Texas Ranger Ira Aten, one of the last survivors of the days of the Wild West, dies at his home in Burlingame, California. He was 89 years old.

Born in 1862, Aten was among the final generation of Americans who had a chance to come of age on a wilderness frontier. Aten was introduced to the frontier at the age of 13, when his family moved to a farm near the isolated central Texas town of Round Rock. Not long after, he learned about the hard justice of the frontier when his father, a minister, provided the last rites for a mortally wounded outlaw. Aten was determined to survive in a violent world–he honed his skills with a pistol and became a crack shot with a rifle.

At age 20, Aten joined the Texas Rangers, a band of law enforcement officers created during the Texas Revolution of 1835. He had the hazardous job of patrolling the Rio Grande River, where many bands of cattle thieves and other outlaws crossed to hide in Mexico. In May 1884, Aten and six other Rangers spotted two presumed cattle thieves near the Rio Grande. When the Rangers tried to apprehend the men, a gun battle broke out. Several of the Rangers were wounded, one fatally, but Aten was able to injure the two outlaws and take them prisoner.

Promoted to corporal, Aten was reassigned to west central Texas, a region that was no more peaceful. In 1887, Aten confronted an outlaw named Judd Roberts. Aten shot Roberts in the hand, but the outlaw managed to escape. Two months later, Aten again wounded Roberts, but the outlaw again lived to escape. Finally, Aten caught up with Roberts, this time shooting him dead.

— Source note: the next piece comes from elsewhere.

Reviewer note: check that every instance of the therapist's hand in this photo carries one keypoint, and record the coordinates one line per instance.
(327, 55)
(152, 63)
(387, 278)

In 1889, Aten left the Rangers to become sheriff of Fort Ben County, Texas. During six years as a sheriff, he continued to track down outlaws and fight more than a few gun battles. Aten always came out ahead, but eventually he began to yearn for a safer and more peaceful life. In 1895, he left law enforcement to become the superintendent of the Escarbada Division of the giant XIT Ranch. Nine years later, he finally left the wilds of Texas and settled in California with his wife and five children. He lived the remainder of his long life in relative peace and quiet. He died on this day in 1953, one of the last survivors of a vanished era.